The start-up mentality

Banking is not an industry where innovation always happens. It’s totally different than the IT industry, and I’m fortunate that I spent the first six years of my career with IBM. I keep telling this to my fellow bankers, “Hey, friends, if the wind of change is coming, some people will build walls. But smart people will build a windmill.” So we have to make sure we build windmills. We see change as an opportunity. And it is, but it’s not easy.

One idea I would like to share is, I think, quite innovative. I stole this idea, actually! We came to a seminar in Hong Kong where the founder of Twitter, Jack Dorsey, was on the panel. And he was talking about the application Square. That’s a device you plug into your handset, swipe a credit card, and do transactions. When I talked to Jack, it wasn’t about the technology—it was about the owner. He said, “OK, this venture is a start-up. It’s owned by a fund. And this fund is owned by JPMorgan bank.”

There was a guy named Mike Duffy who owned it. He used to be the president and CEO of JPMorgan’s Chase Paymentech. And on Google, he said, “You know, my company has a lot of money. But when I spend my money in my internal IT, it’s too bureaucratic. It becomes very, very expensive and very, very slow. So I intentionally have my internal people compete with a young start-up.” So he put some of his money into a private-equity fund and invested in several start-ups. And he could clearly see the speed and the cost was totally different. Six months after that, I went to Berkeley, took a private-equity class, and with one Indonesian entrepreneur and Kompas Gramedia, the largest media group in Indonesia, we created a start-up using a private-equity fund owned by our asset-management company.

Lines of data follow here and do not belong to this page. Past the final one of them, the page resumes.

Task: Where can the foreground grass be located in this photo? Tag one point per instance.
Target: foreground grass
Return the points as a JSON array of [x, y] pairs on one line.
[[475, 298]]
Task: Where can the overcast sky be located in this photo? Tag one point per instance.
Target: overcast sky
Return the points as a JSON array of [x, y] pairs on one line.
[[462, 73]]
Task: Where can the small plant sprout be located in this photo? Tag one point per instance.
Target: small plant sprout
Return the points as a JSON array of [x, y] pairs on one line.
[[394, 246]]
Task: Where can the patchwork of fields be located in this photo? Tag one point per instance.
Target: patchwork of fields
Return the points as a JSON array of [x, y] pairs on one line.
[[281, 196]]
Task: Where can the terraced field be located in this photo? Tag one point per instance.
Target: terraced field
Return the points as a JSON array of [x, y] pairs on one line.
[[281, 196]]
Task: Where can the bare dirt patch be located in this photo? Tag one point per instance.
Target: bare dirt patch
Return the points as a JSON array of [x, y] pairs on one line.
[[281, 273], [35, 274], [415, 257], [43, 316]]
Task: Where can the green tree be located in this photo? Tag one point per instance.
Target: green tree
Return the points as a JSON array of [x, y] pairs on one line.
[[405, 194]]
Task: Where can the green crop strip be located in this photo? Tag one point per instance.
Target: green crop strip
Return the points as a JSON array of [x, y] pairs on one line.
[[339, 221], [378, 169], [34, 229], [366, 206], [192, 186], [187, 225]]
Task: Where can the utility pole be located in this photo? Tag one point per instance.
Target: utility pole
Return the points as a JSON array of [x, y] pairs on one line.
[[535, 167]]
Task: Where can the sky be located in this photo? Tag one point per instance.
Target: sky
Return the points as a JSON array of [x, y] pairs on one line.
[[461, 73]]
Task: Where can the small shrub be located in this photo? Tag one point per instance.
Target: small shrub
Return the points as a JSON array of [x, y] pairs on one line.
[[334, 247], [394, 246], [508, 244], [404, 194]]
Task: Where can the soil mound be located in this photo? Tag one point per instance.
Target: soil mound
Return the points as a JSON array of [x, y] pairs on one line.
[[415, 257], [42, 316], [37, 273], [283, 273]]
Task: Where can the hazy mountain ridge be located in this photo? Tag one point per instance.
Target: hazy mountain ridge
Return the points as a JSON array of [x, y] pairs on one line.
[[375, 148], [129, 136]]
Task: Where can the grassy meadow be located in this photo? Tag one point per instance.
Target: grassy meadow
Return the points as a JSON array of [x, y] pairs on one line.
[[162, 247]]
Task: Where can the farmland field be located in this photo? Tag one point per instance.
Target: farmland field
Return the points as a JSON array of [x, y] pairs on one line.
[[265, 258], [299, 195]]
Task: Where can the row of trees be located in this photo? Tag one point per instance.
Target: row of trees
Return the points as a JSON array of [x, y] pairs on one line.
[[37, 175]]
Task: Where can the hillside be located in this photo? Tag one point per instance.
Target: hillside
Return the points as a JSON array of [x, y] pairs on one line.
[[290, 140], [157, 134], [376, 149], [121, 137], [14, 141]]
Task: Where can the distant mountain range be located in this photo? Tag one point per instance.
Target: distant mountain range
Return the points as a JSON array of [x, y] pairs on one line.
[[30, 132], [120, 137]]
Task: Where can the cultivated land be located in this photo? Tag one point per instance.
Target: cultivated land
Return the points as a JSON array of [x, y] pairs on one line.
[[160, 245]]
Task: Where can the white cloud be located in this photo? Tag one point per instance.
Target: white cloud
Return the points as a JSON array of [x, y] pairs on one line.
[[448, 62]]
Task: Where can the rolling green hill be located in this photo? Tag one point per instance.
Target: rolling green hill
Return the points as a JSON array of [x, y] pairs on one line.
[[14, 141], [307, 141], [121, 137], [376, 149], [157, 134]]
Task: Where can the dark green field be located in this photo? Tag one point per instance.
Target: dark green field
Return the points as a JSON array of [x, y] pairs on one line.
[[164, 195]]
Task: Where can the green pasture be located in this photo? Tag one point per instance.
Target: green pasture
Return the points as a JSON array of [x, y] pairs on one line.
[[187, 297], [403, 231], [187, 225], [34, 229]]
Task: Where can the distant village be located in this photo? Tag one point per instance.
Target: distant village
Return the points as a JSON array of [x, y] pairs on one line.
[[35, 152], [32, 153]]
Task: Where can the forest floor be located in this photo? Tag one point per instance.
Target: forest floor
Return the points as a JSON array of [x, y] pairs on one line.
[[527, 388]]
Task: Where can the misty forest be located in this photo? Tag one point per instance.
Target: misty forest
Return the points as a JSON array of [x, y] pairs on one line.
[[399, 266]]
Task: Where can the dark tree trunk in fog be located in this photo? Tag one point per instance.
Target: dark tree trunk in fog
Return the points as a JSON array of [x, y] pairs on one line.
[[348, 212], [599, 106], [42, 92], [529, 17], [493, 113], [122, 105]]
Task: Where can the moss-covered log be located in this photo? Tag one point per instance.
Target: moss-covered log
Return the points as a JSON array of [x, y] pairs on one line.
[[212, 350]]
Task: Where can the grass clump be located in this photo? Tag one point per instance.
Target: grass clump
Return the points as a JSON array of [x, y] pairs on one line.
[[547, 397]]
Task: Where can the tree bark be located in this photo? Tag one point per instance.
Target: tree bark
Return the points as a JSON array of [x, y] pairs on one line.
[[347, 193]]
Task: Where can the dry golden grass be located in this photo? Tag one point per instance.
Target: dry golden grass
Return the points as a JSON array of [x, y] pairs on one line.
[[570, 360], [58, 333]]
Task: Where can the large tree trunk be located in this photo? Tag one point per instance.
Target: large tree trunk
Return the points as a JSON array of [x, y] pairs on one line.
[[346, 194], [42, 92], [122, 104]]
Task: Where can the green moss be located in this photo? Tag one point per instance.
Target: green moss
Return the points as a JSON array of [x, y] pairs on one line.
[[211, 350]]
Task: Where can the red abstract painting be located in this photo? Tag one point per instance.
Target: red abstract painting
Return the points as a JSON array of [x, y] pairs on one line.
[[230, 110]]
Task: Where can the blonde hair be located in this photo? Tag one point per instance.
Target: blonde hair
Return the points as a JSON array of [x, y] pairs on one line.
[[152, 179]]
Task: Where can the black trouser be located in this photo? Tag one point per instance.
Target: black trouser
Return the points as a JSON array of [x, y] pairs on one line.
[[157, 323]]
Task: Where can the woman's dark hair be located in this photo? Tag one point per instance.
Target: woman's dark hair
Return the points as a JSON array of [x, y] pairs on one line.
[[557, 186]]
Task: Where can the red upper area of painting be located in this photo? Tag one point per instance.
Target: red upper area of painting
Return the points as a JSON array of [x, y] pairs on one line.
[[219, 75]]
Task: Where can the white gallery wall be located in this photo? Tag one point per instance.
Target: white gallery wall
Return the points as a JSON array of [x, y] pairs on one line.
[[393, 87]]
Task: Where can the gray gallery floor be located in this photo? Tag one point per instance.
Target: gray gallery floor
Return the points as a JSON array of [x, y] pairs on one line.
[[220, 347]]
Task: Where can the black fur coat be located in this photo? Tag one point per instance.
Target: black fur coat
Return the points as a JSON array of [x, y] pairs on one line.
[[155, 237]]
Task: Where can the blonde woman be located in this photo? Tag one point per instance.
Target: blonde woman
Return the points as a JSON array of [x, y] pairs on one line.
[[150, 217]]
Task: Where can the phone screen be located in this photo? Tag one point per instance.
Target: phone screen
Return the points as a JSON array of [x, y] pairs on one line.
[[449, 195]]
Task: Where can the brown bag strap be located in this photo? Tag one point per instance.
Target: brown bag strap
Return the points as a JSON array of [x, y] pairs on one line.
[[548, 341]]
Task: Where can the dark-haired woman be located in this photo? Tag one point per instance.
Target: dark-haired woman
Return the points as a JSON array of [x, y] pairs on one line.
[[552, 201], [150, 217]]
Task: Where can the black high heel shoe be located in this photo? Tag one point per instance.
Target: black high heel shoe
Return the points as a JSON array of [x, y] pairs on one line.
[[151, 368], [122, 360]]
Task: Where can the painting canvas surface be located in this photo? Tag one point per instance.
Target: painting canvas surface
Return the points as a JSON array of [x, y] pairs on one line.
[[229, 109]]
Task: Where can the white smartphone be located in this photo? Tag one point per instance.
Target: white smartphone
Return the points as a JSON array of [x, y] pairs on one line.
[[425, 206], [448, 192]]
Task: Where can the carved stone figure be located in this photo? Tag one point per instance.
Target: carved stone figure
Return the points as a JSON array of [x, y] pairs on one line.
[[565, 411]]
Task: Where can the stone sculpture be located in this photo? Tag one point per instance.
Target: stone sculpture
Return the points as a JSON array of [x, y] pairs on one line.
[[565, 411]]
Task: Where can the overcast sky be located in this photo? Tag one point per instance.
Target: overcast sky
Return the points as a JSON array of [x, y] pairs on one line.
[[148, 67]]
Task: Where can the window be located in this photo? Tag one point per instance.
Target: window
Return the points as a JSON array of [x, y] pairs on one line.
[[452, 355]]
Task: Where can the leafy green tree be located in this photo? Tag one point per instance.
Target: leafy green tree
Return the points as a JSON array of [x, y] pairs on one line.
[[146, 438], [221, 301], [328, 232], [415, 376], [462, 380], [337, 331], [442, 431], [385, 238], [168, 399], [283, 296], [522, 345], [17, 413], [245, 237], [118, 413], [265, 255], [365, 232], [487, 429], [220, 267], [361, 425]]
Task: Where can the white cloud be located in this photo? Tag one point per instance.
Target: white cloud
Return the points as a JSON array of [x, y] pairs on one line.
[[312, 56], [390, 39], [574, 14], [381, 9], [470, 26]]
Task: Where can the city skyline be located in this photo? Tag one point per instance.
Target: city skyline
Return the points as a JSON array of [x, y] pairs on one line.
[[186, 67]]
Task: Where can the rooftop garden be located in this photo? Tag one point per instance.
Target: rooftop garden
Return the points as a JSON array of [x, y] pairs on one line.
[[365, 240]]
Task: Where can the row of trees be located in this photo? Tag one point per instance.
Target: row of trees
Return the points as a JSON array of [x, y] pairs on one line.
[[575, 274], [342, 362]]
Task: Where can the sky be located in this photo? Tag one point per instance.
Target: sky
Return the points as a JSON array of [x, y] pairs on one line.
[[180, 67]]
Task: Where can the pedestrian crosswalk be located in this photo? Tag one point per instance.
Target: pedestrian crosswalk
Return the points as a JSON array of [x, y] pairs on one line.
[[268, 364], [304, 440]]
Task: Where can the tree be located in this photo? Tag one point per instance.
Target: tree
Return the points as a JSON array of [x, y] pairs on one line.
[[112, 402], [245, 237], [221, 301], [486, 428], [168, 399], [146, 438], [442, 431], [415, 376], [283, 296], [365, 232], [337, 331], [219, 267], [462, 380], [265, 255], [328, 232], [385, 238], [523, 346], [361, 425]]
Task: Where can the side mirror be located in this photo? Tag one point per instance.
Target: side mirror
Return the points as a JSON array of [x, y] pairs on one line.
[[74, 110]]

In six months, we successfully established what we called “mobile-banking services for financial inclusions.” That was in 2012. This is the platform now used by Mandiri. And last December, this platform was chosen by the president to distribute a government-to-people subsidy. Because our president wants to eliminate a product subsidy—gasoline, fertilizer, electricity—and have a people subsidy with conditional cash transfer. To do that, he needed a platform. And he’s using ours.

Cultivating leadership

I will end my term in 2016 because, in a state-owned company, we can only stay in one company for ten years. I’ve been a board member for eight years already now, so that’s the reason I’m scrambling. I try to promote and include as many people as possible so they can go with me and become even better than I. And now every week when we have a board meeting, I always bring in or give a specific task on a specific new project to one board member. And I closely monitor their activities. In the next annual general shareholder meetings, I plan to share my view with the state-owned companies’ minister that we need to accelerate getting young people onto the board. That way, they will be more ready to bring the bank to a new, different height when I step down. This is my passion. I love to teach, educate people.

My previous CEO, Pak Agus,1 became a minister of finance of Indonesia, and now he is the governor of Bank Indonesia. He gave me some personal advice: “Budi, you need to make Indonesian banks and the profile of Indonesian bankers known in the world.” That is the reason I’m quite active in the World Economic Forum. I’m active also in the IMF and IIF,2 G-20, and B-20. One thing that I’ve learned when you come into these sessions is first you establish contact, personal contact. Then you can execute things faster.

For example, last year, the first time I went to Davos, there was a guy I didn’t know: Oliver Samwer, a German. You know, very young. Sitting in the corner of Congress Centre, and he’s texting me because he wants to see me. And then I realize he knows me because he heard about our private-equity start-up. He is the one of the German brothers who built many successful start-ups in the world. And I’m very surprised that he already has more than five start-ups in Indonesia, the most famous ones are Lazada and Zalora.3 They are like Alibaba.

He needs a payment system, and no banks in Indonesia are providing payments for e-commerce at that time. So I see the opportunity. He gives me names, and we support his start-up. Now, his start-up sales volume last year already exceeded 1 trillion rupiah, or $100 million. Amazing. In just two years.